Screening for and Prevention of Intimate Partner Violence
Kerri Palamara
Intimate partner violence (IPV), defined as threatened or inflicted physical, sexual, or psychological abuse by a current or former partner or spouse, is a prevalent and potentially fatal condition that frequently goes unrecognized, especially in the primary care setting. More than 30% of women and 25% of men report that they have experienced some form of IPV in their lifetime, which is a likely underestimate due to underreporting. The cost and the care of survivors approach $10 billion annually, and women who are ongoing victims of IPV have 42% greater annual health care costs compared to women not experiencing abuse. Barriers to recognition include patient reluctance to bring up the problem, inadequate time to perform appropriate screening, and clinician uncertainty about how to respond. The primary care clinician is ideally situated to screen for IPV, which requires knowledge of the condition’s epidemiology, risk factors, best approaches to identification, and available interventional resources.

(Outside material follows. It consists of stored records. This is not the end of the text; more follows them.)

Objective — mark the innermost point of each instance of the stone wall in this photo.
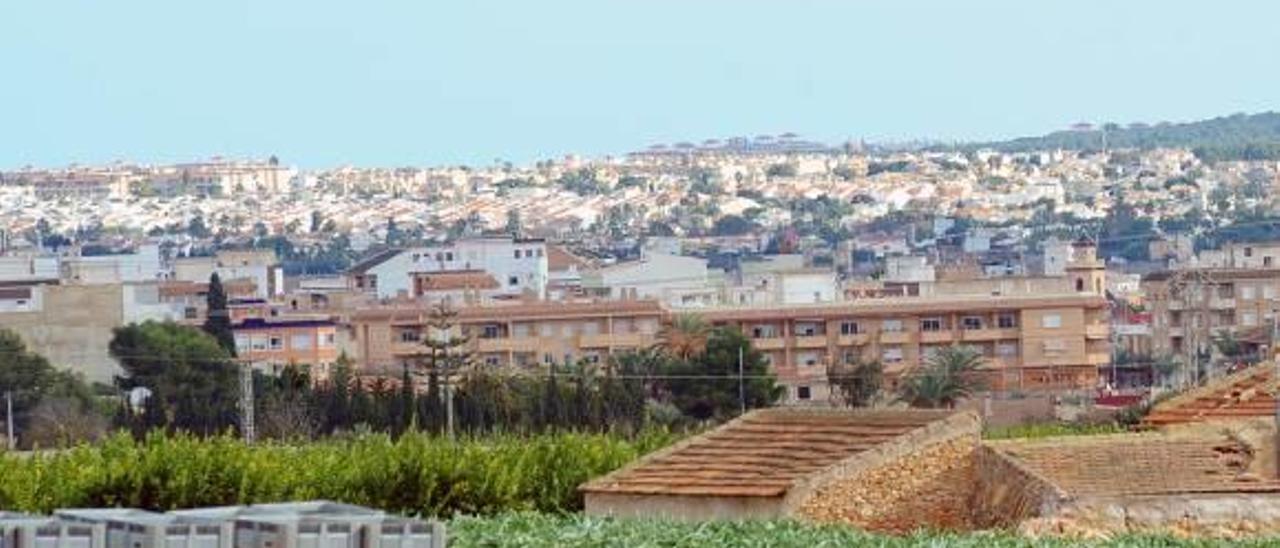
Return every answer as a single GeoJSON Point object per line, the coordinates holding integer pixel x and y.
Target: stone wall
{"type": "Point", "coordinates": [920, 480]}
{"type": "Point", "coordinates": [1008, 493]}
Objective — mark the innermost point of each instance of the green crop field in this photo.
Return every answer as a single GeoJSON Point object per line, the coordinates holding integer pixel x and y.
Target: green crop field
{"type": "Point", "coordinates": [577, 530]}
{"type": "Point", "coordinates": [416, 474]}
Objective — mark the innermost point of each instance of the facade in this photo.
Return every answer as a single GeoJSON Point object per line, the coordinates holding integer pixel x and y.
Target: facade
{"type": "Point", "coordinates": [673, 279]}
{"type": "Point", "coordinates": [273, 342]}
{"type": "Point", "coordinates": [261, 268]}
{"type": "Point", "coordinates": [1029, 342]}
{"type": "Point", "coordinates": [520, 336]}
{"type": "Point", "coordinates": [1191, 307]}
{"type": "Point", "coordinates": [519, 265]}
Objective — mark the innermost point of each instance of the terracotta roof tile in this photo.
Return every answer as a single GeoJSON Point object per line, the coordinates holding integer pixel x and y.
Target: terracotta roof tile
{"type": "Point", "coordinates": [763, 453]}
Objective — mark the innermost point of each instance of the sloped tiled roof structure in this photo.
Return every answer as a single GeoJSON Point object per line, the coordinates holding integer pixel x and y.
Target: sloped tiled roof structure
{"type": "Point", "coordinates": [1148, 464]}
{"type": "Point", "coordinates": [1248, 393]}
{"type": "Point", "coordinates": [763, 453]}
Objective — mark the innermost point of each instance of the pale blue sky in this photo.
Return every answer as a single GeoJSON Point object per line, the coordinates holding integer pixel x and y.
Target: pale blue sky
{"type": "Point", "coordinates": [439, 82]}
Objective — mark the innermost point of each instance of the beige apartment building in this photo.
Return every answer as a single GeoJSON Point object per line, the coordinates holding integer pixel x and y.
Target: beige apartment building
{"type": "Point", "coordinates": [1029, 341]}
{"type": "Point", "coordinates": [1191, 306]}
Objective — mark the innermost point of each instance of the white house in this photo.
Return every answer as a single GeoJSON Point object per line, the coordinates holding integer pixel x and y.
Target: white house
{"type": "Point", "coordinates": [519, 265]}
{"type": "Point", "coordinates": [677, 281]}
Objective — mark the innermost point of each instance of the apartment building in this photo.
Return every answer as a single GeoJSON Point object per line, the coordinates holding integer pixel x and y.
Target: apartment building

Epidemiology and Risk Factors
Men and women in same sex and heterosexual relationships are at risk, and actual intimacy is not required to establish the diagnosis (ergo, the term “domestic violence” is sometimes used). The lifetime risk for IPV in different clinical settings worldwide ranges from 5% to 44% within the past year and 10% to 60% over a lifetime. All ages and sociodemographic groups are affected, but risk is increased in reproductive age women, patient and partner abuse of alcohol and/or drugs, marital troubles, lower academic achievement, poor self-esteem, and financial difficulties. In one study, the prevalence of IPV in women who smoked and engaged in problem drinking more than doubled, from 10% to 27% in the previous year; lifetime prevalence of IPV in this population increased from 27% to 54%. Pregnancy seems to be a particularly common time for IPV, with one in six women reporting physical or sexual assault during pregnancy. Additional risk factors include marital instability (divorces, separations), other unhealthy family relationships, and traditional views of gender roles. Being single, separated, or divorced and living with a male friend or family members other than a husband were associated with higher rates of violence.
Clinical Presentations and Consequences
Victims of IPV are at risk for injury, sexually transmitted infections, unintended pregnancies, pregnancy coercion, and death surrounding the acts of violence. The long-term consequences of gynecologic disorders, chronic pain, gastrointestinal disorders, and neurologic disorders are 50% to 70% more prevalent in this population than in nonabused women. Consequently, a wide range of office presentations is possible. Unexplained migraine headache, hypertension, recurrent urinary infections, pelvic pain, back pain, abdominal pain, and dyspareunia are significantly more common among abused women than among those who have never been abused. Other manifestations include worsening symptoms of a chronic condition, depression, anxiety, dizziness, fainting, seizures, severe premenstrual symptoms, irritable bowel symptoms, and alcohol abuse, which may be among the presenting manifestations. Patients are at increased risk for somatization disorders, complications of pregnancy, sexually transmitted diseases, eating disorders, substance abuse, and nonadherence with medical regimens.
Repeated visits to the emergency room for “falls” or forearm injuries sustained during attempts at self-defense are characteristic, as are findings such as multiple ecchymoses in various stages of healing. Other characteristics of trauma include a central distribution of injuries, involvement of the head and face, and hearing loss. Suspicion should also be raised with any injury to the head, neck, teeth, or genitals that does not have an adequate explanation, and when these patients are frequently accompanied to the office or emergency room by an overly aggressive partner.